Russia has made a series of demands of the West, including scaling back the NATO military presence in Eastern Europe to 1990s levels and guaranteeing that Ukraine could never join NATO. (Mr. Putin has long been vehemently opposed to Ukraine, a former pillar of the Soviet Union, joining NATO, a position he last made forcefully clear when Russian forces reclaimed Crimea in 2014.) The United States has called those demands “non-starters’’ and instead offered a series of proposals aimed at arms control.
“What I do know about Putin is he likes uncertainty,” said Michael A. McFaul, a former U.S. ambassador to Russia. “He has leveraged that in the past for advantage.

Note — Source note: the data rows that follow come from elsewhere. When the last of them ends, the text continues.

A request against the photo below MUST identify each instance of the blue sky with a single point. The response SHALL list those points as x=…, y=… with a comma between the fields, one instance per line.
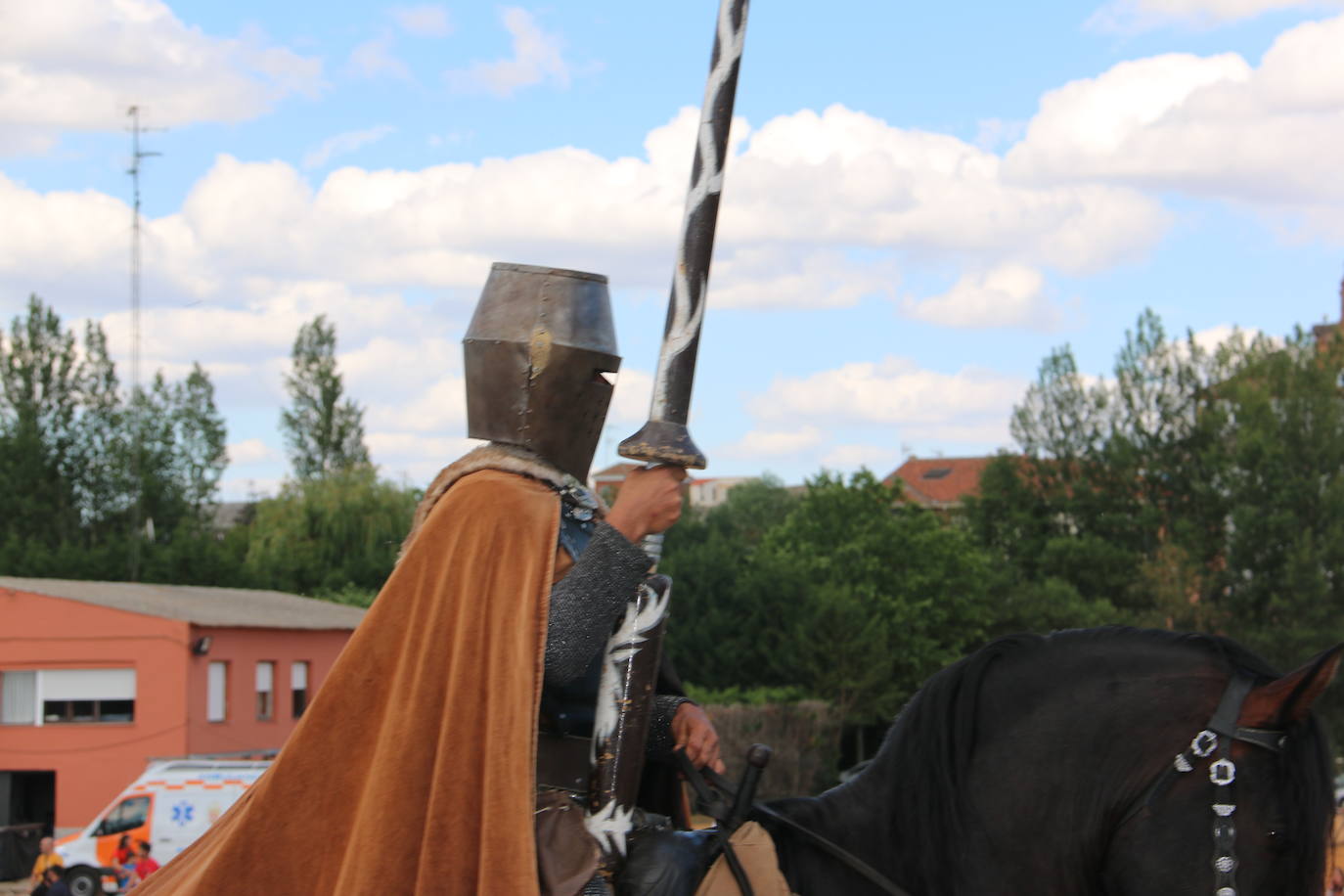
x=920, y=203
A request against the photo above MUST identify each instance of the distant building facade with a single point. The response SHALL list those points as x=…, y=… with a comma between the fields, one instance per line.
x=941, y=482
x=712, y=492
x=97, y=679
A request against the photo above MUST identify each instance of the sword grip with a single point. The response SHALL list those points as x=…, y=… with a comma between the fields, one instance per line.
x=652, y=546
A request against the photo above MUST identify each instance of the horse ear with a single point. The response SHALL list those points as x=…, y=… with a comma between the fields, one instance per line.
x=1289, y=697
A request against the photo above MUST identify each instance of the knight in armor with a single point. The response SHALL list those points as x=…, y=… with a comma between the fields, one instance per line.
x=421, y=751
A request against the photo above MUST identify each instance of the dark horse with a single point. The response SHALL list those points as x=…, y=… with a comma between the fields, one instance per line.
x=1046, y=766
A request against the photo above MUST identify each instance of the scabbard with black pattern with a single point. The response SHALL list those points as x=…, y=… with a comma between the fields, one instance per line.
x=633, y=651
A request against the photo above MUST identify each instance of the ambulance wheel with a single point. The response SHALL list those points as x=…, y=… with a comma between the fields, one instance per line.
x=83, y=881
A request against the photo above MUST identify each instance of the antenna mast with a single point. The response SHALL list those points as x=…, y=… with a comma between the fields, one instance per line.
x=137, y=434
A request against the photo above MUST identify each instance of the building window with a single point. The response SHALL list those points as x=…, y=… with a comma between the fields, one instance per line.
x=298, y=687
x=62, y=711
x=265, y=691
x=216, y=692
x=62, y=696
x=19, y=697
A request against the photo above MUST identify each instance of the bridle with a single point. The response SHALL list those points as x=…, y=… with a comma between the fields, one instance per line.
x=1215, y=743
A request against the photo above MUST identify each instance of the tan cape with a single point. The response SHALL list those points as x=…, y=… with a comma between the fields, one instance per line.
x=413, y=770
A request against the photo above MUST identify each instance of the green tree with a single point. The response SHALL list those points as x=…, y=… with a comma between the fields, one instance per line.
x=714, y=630
x=39, y=402
x=324, y=434
x=331, y=536
x=836, y=593
x=67, y=477
x=1206, y=490
x=874, y=598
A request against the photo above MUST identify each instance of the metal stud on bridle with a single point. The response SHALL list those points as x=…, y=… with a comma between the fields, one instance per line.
x=1222, y=771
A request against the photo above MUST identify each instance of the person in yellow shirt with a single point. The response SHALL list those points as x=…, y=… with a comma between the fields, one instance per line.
x=46, y=859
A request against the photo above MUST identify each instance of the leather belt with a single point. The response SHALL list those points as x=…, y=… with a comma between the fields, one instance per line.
x=562, y=762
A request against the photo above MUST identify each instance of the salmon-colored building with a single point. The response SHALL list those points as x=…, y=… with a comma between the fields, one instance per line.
x=98, y=677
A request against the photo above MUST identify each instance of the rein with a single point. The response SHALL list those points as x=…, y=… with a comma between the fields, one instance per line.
x=1217, y=738
x=697, y=778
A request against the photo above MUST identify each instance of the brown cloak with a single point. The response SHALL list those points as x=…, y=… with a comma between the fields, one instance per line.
x=413, y=770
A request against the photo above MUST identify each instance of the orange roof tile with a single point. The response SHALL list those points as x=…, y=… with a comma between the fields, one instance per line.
x=940, y=481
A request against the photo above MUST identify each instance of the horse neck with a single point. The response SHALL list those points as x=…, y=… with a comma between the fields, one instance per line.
x=1055, y=752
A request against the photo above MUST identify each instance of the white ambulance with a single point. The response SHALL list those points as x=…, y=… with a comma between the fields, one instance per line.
x=168, y=806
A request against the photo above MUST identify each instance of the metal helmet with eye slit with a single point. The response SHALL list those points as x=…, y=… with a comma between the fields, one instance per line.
x=539, y=353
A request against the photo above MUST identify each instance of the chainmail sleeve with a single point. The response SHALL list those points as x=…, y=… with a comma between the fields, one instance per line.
x=586, y=602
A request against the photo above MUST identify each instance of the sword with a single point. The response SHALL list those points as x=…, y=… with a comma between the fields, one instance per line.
x=633, y=651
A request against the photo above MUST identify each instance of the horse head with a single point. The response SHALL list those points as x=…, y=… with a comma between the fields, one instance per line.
x=1245, y=808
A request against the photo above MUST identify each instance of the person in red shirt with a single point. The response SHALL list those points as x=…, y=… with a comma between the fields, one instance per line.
x=146, y=866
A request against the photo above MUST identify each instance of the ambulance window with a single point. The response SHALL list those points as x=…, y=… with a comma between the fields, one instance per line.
x=125, y=816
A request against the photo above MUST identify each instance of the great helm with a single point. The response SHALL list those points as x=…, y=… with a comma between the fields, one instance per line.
x=535, y=355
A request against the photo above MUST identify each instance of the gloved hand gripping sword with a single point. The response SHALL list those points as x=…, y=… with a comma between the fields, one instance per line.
x=632, y=655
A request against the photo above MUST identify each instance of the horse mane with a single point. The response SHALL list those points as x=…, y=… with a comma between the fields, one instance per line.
x=935, y=735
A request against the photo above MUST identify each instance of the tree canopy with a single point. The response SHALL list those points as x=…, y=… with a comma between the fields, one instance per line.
x=323, y=430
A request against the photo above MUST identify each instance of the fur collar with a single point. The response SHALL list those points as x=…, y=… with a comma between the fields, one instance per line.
x=492, y=456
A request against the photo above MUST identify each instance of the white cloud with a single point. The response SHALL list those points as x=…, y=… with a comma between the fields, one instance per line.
x=879, y=458
x=416, y=456
x=424, y=21
x=812, y=195
x=967, y=406
x=536, y=60
x=77, y=65
x=248, y=452
x=769, y=277
x=1204, y=125
x=374, y=60
x=631, y=399
x=773, y=443
x=344, y=144
x=1129, y=17
x=248, y=488
x=1005, y=295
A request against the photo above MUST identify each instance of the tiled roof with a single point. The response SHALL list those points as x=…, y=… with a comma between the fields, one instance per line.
x=233, y=607
x=941, y=481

He is forcing Biden’s hand and everybody else’s.”
Next week, the German chancellor, Olaf Scholz, is scheduled to visit Ukraine’s capital, Kyiv and Moscow, fresh from a visit to Washington where he and Mr. Biden promised a “united” front on shutting down Nord Stream 2, a lucrative Germany-to-Russia gas pipeline project, should Russia invade Ukraine.

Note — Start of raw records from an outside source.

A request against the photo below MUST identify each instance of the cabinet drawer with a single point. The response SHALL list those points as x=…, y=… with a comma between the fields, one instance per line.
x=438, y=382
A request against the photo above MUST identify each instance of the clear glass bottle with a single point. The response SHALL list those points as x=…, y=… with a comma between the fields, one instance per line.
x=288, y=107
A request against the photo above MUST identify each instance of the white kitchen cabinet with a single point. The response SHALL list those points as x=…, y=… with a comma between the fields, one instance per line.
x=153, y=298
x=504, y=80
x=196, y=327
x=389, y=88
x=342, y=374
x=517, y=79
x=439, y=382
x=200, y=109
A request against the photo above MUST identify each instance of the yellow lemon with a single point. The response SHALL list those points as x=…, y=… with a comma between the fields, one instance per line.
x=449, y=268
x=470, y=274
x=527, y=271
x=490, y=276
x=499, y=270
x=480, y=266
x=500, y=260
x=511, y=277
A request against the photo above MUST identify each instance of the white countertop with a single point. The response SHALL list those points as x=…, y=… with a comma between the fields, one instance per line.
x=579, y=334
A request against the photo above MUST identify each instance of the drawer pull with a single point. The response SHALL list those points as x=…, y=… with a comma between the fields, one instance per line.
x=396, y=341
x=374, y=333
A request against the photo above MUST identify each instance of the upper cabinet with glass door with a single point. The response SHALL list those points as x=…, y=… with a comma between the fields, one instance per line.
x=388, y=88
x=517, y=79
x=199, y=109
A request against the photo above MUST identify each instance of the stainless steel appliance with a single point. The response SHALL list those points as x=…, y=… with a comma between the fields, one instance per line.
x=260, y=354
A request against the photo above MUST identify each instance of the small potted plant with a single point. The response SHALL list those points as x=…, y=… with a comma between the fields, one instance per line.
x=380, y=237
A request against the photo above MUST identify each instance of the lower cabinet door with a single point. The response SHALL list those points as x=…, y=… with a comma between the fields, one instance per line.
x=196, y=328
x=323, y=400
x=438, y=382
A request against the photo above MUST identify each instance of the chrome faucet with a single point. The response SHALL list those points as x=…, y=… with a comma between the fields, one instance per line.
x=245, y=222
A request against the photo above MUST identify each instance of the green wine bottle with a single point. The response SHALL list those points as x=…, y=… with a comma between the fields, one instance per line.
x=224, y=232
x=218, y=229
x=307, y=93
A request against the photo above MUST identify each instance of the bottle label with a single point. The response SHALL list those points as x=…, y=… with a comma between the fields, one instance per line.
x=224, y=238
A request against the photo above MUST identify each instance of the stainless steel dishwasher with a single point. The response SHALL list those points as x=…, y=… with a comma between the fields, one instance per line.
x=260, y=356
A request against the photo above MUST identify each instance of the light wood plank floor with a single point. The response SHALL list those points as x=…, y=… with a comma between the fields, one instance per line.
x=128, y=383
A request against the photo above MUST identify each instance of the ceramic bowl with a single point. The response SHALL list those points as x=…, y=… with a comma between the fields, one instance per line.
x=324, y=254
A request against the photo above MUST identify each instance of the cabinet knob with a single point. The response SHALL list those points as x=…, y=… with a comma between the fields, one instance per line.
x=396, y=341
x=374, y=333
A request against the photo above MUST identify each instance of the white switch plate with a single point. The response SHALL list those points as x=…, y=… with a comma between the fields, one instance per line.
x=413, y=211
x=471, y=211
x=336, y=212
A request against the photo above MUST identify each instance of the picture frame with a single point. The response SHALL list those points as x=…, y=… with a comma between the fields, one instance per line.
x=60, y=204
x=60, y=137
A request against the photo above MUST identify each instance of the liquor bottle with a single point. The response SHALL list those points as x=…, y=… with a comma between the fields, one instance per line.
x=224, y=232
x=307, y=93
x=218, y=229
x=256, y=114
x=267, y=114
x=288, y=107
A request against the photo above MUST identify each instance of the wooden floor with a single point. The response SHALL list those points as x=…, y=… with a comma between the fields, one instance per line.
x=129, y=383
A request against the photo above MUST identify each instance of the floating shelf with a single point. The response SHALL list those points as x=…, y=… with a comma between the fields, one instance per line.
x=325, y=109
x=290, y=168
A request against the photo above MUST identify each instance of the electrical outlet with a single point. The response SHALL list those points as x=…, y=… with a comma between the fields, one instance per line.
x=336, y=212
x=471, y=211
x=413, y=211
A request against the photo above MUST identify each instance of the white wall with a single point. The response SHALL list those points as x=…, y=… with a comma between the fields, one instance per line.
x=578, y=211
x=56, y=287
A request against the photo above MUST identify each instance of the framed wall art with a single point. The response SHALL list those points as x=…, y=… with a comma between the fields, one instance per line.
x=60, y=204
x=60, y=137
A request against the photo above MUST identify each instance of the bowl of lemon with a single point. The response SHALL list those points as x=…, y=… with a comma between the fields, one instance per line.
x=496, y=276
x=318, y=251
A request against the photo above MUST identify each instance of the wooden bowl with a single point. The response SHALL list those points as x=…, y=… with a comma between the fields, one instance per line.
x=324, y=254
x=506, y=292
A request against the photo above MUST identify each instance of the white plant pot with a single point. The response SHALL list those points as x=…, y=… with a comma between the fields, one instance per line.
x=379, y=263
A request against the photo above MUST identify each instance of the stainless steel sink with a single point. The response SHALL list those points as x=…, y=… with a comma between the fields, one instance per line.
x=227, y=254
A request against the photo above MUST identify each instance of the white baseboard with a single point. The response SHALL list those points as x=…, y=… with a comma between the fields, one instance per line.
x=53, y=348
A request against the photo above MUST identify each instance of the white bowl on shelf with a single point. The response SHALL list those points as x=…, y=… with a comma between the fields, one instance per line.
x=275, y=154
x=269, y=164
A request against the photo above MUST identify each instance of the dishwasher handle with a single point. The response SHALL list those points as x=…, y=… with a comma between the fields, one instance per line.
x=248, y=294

Russia’s foreign ministry dismissed American talk of war as mere propaganda.
“A coordinated information attack is being conducted against Moscow,” the ministry said in a statement, along with a list of previous Western warnings of a possible imminent invasion. That messaging, it said, is “aimed at undermining and discrediting Russia’s fair demands for security guarantees, as well as at justifying Western geopolitical aspirations and military absorption of Ukraine’s territory.”

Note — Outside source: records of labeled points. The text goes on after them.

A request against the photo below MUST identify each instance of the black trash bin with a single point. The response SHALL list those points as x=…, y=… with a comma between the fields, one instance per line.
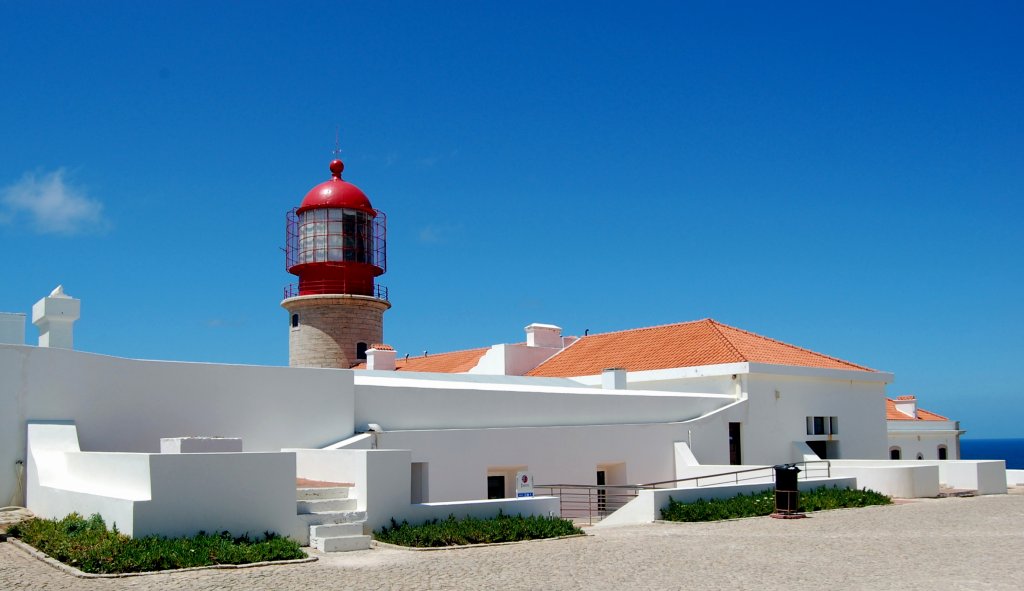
x=786, y=491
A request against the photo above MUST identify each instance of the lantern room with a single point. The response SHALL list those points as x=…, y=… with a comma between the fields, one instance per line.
x=336, y=241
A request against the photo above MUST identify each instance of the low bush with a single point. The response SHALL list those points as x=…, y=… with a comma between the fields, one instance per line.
x=454, y=532
x=89, y=546
x=758, y=504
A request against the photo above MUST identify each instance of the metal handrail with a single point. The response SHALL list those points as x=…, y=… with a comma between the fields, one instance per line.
x=806, y=472
x=335, y=287
x=589, y=501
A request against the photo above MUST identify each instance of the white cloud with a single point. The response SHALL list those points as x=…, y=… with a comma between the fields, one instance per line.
x=437, y=234
x=52, y=205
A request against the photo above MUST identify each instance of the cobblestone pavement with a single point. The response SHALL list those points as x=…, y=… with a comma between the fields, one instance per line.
x=973, y=543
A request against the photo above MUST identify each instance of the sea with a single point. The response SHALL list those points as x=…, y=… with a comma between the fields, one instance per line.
x=1010, y=450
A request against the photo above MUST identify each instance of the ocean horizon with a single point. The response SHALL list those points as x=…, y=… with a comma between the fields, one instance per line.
x=1011, y=450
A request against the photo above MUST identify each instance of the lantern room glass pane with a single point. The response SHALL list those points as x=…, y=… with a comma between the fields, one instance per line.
x=336, y=235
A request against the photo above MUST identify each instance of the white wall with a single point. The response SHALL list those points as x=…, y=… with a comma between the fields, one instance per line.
x=127, y=406
x=396, y=403
x=383, y=488
x=895, y=480
x=458, y=460
x=984, y=476
x=512, y=360
x=924, y=437
x=773, y=422
x=162, y=494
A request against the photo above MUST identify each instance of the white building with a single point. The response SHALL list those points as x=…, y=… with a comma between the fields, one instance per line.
x=919, y=434
x=409, y=437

Maria Zakharova, the ministry spokeswoman, wrote on the Telegram app: “The White House’s hysteria is as revealing as ever. The Anglo-Saxons need war. At any price.”
Mr. Sullivan disagreed with the idea that informing Americans of Russia’s military capabilities was the same as calling for a war. “We are trying to stop a war. Prevent war. To avert a war,” he told reporters.
American officials have warned of a grim toll if Mr. Putin proceeds with a military invasion of Ukraine, including the potential deaths of 25,000 to 50,000 civilians, 5,000 to 25,000 members of the Ukrainian military and 3,000 to 10,000 members of the Russian military. Mr. Sullivan said on Friday that officials believed that an attack would likely start with missile and aerial attacks, and continue with a ground invasion.